More than $9 million in hastily placed seepage berms helped repulse water that tried to force the river through weak spots in metropolitan-area levees.
Now the question is what to do with the berms.
Typically such emergency measures must be torn out after disasters, but local and federal officials are working to keep the berms in place, said Kim Thomas, chief of emergency management for the Omaha District of the U.S. Army Corps of Engineers. She said the berms proved their worth during the flood.
But the solution isn't as simple as it sounds.
First the corps must analyze each berm to figure out if it has enough structural integrity to remain in place, Thomas said. The corps is doing that now in Douglas, Sarpy and Pottawattamie Counties at a cost of $510,000. Results are expected this summer.
"More than likely all those seepage berms will need to be left in," Thomas said.
The corps has a vested interest in keeping the seepage berms in place because successive years of flooding make clear that they are needed, said Jud Kneuvean, chief of emergency management for the corps in the Kansas City, Mo., area. In years past, the corps simply repaired levees to pre-flood condition. Now officials are moving toward making the levees more robust.
Most of the seepage berm work was concentrated in the Omaha area and northwest Missouri.
In the Omaha and Kansas City corps districts combined, about $12 million was spent last summer on the berms.
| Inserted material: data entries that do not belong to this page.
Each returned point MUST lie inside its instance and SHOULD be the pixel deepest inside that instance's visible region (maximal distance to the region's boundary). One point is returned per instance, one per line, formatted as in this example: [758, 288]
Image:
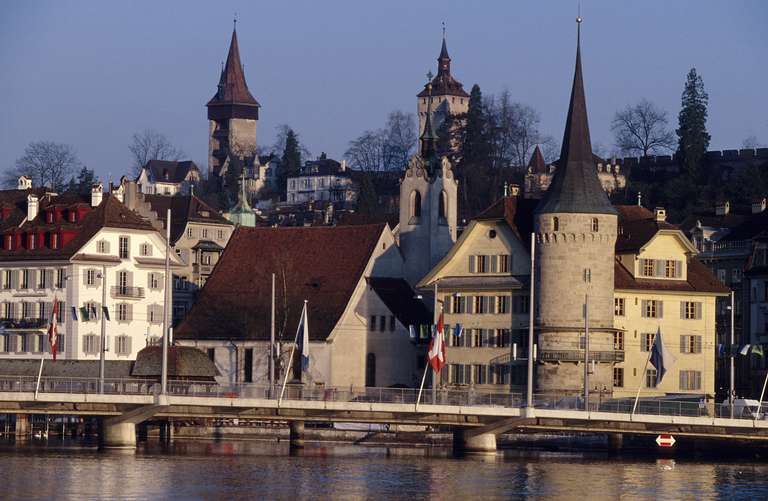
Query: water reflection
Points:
[266, 470]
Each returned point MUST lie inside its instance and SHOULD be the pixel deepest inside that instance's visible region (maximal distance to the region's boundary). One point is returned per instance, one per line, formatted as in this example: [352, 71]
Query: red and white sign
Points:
[665, 440]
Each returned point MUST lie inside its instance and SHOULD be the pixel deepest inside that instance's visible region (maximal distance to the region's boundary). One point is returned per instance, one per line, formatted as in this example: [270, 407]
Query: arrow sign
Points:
[665, 440]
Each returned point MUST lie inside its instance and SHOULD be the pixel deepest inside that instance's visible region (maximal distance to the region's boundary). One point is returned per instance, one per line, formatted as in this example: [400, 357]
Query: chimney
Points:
[758, 205]
[25, 183]
[97, 194]
[32, 206]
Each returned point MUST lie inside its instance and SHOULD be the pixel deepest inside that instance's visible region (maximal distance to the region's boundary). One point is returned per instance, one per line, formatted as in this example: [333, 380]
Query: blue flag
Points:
[302, 339]
[661, 358]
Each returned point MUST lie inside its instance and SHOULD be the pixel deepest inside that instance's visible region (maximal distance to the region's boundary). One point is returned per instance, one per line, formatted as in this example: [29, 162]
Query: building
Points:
[428, 207]
[199, 235]
[358, 307]
[322, 180]
[539, 175]
[660, 285]
[575, 226]
[77, 250]
[163, 177]
[483, 285]
[447, 93]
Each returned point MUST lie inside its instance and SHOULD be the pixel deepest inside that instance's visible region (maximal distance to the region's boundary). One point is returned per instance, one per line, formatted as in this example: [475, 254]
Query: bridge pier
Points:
[296, 434]
[467, 442]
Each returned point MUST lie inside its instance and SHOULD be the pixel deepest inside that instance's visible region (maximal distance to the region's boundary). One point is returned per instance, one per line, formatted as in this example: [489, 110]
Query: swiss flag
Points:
[52, 334]
[436, 353]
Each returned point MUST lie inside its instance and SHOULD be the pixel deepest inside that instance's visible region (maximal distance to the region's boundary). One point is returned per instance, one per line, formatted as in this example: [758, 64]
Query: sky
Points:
[92, 73]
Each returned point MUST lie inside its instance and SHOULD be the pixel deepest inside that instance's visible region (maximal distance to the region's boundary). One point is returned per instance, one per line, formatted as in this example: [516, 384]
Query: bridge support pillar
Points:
[615, 441]
[118, 435]
[466, 442]
[296, 434]
[22, 427]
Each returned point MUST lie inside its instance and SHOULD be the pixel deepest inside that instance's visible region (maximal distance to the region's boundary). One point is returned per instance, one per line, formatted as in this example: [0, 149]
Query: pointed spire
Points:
[575, 187]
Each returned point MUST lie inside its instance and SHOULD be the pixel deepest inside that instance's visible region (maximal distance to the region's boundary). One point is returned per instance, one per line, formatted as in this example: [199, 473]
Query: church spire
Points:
[575, 187]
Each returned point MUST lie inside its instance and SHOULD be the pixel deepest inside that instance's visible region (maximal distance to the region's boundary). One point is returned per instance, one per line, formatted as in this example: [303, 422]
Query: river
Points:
[208, 470]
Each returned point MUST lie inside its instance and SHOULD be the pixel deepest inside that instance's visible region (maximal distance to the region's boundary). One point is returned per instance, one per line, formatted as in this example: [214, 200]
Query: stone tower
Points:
[427, 206]
[448, 95]
[232, 115]
[575, 227]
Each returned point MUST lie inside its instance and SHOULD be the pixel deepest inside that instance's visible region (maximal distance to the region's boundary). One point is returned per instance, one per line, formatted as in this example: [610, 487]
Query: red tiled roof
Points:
[319, 264]
[700, 279]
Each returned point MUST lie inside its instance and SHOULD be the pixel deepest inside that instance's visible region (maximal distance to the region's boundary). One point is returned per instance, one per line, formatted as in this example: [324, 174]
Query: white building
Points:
[76, 250]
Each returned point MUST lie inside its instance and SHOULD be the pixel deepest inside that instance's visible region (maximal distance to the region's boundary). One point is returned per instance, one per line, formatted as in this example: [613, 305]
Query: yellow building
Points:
[661, 286]
[482, 284]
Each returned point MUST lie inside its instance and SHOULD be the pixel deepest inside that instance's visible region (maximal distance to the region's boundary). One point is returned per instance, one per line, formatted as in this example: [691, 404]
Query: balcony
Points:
[126, 292]
[24, 323]
[578, 356]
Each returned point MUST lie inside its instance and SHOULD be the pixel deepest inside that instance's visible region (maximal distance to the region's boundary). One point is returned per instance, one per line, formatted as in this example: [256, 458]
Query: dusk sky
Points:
[90, 74]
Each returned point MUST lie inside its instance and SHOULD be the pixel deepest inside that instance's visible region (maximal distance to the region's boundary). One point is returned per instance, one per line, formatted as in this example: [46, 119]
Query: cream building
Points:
[661, 285]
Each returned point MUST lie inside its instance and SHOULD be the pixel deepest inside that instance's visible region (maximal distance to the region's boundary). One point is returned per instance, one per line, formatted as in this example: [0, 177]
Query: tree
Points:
[150, 144]
[642, 129]
[46, 163]
[693, 138]
[290, 162]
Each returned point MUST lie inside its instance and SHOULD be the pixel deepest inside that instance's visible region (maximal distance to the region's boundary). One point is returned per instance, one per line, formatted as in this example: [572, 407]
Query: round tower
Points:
[575, 226]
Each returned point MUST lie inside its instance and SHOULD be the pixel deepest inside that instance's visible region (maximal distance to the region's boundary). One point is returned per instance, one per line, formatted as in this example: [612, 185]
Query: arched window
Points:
[370, 370]
[415, 204]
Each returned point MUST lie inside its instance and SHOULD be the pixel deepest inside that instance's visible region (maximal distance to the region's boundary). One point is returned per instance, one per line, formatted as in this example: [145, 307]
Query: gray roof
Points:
[575, 187]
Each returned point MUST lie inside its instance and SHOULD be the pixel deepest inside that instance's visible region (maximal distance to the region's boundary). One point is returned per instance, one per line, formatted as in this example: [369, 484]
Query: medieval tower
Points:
[427, 205]
[448, 95]
[575, 227]
[232, 115]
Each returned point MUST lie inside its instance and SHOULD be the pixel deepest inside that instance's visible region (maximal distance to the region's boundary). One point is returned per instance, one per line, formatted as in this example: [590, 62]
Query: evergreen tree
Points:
[693, 138]
[290, 163]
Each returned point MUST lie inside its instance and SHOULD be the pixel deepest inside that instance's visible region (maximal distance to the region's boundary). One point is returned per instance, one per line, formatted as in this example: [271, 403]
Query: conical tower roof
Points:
[575, 187]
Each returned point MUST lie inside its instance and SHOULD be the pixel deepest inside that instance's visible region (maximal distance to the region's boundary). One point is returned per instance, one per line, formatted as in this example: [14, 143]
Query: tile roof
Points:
[322, 265]
[401, 300]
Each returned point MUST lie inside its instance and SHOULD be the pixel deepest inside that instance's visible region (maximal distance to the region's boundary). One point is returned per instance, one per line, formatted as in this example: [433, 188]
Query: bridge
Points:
[476, 418]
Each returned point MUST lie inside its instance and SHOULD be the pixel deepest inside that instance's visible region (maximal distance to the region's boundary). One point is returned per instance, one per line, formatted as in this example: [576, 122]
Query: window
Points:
[618, 377]
[646, 341]
[690, 344]
[690, 380]
[618, 341]
[652, 308]
[123, 245]
[690, 310]
[123, 345]
[90, 344]
[650, 378]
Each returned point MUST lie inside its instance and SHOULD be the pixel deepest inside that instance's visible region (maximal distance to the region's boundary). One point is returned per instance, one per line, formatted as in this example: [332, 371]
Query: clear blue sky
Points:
[92, 73]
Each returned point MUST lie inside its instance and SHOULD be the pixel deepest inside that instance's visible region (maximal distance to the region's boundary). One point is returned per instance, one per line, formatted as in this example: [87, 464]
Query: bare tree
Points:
[46, 163]
[150, 144]
[642, 129]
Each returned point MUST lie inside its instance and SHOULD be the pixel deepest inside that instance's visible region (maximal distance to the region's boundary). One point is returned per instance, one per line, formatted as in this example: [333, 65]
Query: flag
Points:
[52, 334]
[302, 336]
[661, 358]
[436, 352]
Of that, $8.7 million was spent by the corps in the Omaha metro area, $3.2 million by the corps in northwest Missouri and about $560,000 by the City of Omaha.
But there's a financial twist in Omaha.
The city will get reimbursed by the federal government only if the berms it built are torn out.
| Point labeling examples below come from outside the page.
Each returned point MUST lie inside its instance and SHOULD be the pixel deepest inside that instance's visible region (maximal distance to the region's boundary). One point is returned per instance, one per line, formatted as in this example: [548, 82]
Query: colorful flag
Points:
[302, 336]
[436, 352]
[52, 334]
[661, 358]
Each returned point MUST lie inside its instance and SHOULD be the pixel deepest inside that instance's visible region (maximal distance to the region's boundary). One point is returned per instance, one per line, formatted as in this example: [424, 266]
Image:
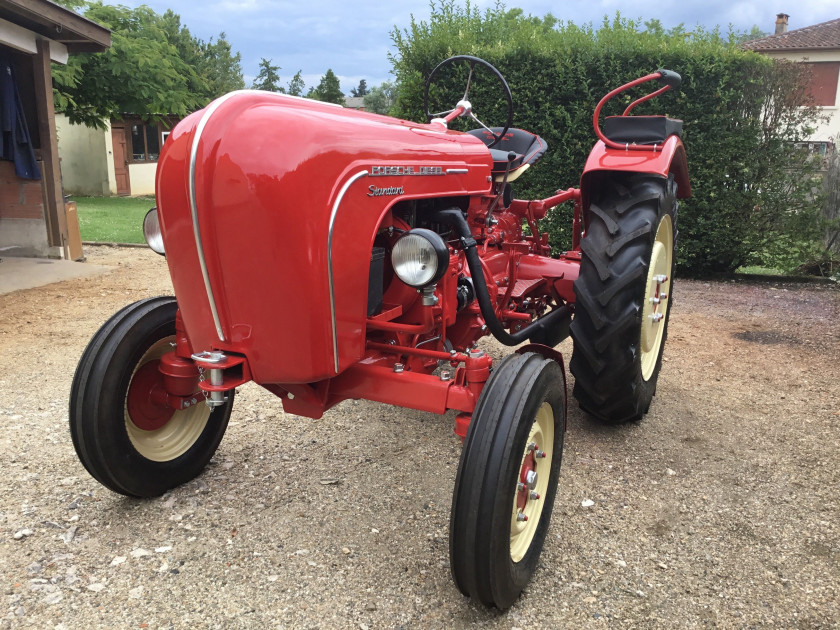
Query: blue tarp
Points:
[15, 142]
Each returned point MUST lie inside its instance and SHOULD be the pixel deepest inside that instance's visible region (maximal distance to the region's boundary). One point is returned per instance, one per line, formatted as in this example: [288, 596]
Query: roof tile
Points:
[823, 36]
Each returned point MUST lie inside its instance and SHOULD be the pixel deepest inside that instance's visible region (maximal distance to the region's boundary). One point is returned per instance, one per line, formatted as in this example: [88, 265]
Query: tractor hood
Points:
[269, 205]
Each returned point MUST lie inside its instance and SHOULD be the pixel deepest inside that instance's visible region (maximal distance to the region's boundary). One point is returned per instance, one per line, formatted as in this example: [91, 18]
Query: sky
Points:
[353, 38]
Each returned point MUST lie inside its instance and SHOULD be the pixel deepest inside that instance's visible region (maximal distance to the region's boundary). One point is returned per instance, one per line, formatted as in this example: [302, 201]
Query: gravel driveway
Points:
[719, 509]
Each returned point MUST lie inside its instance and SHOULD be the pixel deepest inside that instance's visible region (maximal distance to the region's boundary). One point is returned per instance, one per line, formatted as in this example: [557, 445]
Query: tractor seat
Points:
[527, 146]
[641, 129]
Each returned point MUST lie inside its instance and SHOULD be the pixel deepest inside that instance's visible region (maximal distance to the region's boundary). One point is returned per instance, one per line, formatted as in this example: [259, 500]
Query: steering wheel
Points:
[464, 108]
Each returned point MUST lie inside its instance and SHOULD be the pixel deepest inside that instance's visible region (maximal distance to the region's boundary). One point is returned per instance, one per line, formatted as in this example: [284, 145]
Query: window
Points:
[145, 142]
[823, 84]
Local governments are eligible for state and Federal Emergency Management Agency dollars for temporary protections erected in the middle of a disaster. Under federal rules, neither FEMA nor the corps reimburses cities for city-funded improvements made permanent, said Thomas and regional FEMA spokeswoman Amanda Bicknell.
So if the Omaha-funded berms are robust enough to remain in place, as the city and corps want, Omaha will pick up the full cost of its sand berms. It also might end up absorbing the $500,000 it spent to surface the top of its northern levee with chipped asphalt.
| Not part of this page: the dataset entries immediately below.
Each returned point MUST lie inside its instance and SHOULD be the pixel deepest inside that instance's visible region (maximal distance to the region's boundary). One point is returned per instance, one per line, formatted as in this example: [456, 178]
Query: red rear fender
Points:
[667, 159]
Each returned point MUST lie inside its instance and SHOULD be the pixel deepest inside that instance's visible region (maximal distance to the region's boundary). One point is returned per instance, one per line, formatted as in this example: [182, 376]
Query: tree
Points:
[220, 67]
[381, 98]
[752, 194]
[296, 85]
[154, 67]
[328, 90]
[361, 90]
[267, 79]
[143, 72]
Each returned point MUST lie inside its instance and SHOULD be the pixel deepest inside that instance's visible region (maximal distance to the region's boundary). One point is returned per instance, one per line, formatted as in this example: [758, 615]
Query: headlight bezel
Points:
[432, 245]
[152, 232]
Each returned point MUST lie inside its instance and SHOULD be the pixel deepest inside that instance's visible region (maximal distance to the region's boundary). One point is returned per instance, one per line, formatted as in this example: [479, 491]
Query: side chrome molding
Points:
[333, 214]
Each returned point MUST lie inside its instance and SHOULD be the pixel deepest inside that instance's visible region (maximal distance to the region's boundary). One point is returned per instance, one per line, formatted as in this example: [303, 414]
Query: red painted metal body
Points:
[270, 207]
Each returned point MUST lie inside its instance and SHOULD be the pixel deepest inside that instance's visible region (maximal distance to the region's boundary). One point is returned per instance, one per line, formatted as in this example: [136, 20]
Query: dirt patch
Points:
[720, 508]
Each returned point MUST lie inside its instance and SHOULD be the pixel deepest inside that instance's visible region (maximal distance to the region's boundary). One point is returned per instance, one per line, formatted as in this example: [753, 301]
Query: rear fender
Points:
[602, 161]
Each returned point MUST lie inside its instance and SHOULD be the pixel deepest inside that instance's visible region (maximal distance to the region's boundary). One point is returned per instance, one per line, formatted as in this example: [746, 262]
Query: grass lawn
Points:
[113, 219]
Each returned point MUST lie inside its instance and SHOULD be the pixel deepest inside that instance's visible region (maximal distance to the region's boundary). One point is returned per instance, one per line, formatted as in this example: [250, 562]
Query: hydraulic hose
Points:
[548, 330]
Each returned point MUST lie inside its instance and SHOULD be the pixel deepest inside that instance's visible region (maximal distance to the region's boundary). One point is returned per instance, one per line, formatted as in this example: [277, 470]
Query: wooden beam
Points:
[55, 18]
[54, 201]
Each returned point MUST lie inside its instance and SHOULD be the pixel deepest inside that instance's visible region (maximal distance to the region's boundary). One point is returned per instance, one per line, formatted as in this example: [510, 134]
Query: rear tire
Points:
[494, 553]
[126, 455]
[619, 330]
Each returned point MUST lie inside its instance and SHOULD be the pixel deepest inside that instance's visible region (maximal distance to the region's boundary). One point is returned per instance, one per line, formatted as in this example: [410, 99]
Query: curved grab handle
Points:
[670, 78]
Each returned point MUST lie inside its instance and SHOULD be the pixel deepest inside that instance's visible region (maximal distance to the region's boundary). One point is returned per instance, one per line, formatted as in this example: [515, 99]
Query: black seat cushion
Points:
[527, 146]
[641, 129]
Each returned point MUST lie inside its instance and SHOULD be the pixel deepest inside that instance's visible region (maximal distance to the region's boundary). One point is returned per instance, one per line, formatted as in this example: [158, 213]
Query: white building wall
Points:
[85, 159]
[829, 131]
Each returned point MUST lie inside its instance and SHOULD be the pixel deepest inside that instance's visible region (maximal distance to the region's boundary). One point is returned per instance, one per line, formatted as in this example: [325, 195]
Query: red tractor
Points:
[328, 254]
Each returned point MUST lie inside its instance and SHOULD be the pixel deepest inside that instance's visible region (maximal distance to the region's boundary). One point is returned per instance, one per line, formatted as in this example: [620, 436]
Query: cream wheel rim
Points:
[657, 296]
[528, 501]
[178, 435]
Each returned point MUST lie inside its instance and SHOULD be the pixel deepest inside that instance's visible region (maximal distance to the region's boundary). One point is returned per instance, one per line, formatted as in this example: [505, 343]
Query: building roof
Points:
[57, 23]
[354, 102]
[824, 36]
Omaha officials say they understand FEMA's limitations.
"During the flood fight, we needed them," said Gordon Andersen, chief of operations for Omaha's flood fight. "These were put in under the assumption they would be temporary. We realized upfront if we didn't remove them, we wouldn't be reimbursed.
"As we continue to evaluate the levees, it may be better to leave them in."
Aida Amoura, spokeswoman for Mayor Jim Suttle's office, said the city wouldn't dare pull out the berms to get a FEMA subsidy.
"The long-term savings and the long-term protections will be a much bigger win" for the city than what Omaha would get from federal aid, Amoura said.